La buena noticia es que tenemos las herramientas. Sabemos que el cerebro mantiene su plasticidad hasta el último día, y que el hipocampo sigue generando nuevas neuronas incluso en edades avanzadas. Además, sabemos que las personas que aprenden idiomas o instrumentos a los 80 años muestran cambios estructurales medibles en su cerebro. Sabemos cómo cuidarlo: actividad física, nutrición cerebro-saludable, sueño de calidad, vínculo social, estimulación cognitiva y control de factores médicos. Y sabemos potenciarlo con tecnologías que hoy están maduras: inteligencia artificial, biomarcadores continuos y neuromodulación cerebral no invasiva.
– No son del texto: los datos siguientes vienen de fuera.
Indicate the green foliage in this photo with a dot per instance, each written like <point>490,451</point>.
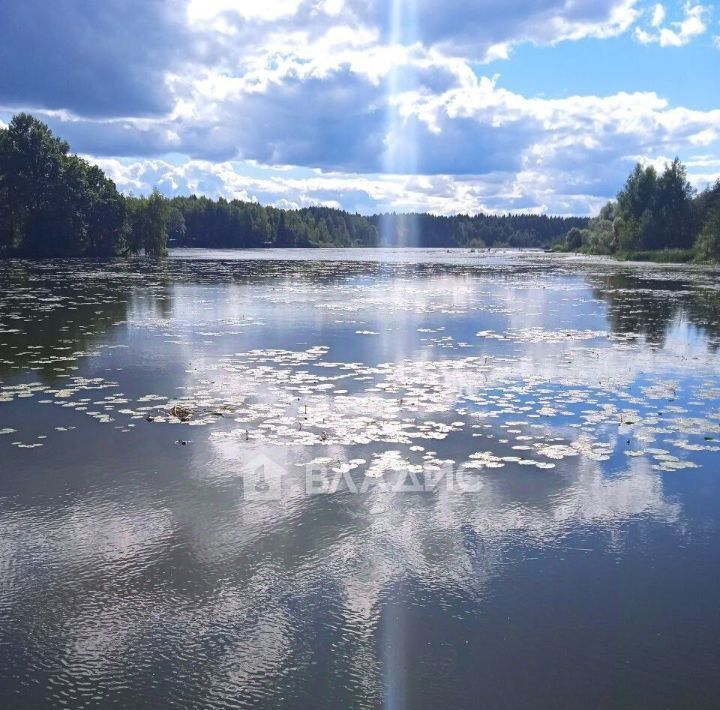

Un cambio de modelo de cuidado

Lo que nos falta es cambiar el modelo. Pasar de un sistema que asiste cuando ya no se puede más, a uno que activa el cerebro de cada residente, de cada mayor en su domicilio, de cada persona que cruza la puerta de un centro de día. Pasar de cuidar para contener a cuidar para potenciar. El cerebro es el nuevo activo estratégico para una plenitud duradera. Cuidarlo no es un gasto: es la inversión sanitaria con mejor retorno que tenemos sobre la mesa. Cada euro destinado a prevención y potenciación es un euro que el sistema no tendrá que gastar después.

El deterioro cognitivo no es destino: es, en gran parte, resultado de cómo gestionamos un activo. Y ese activo es el cerebro.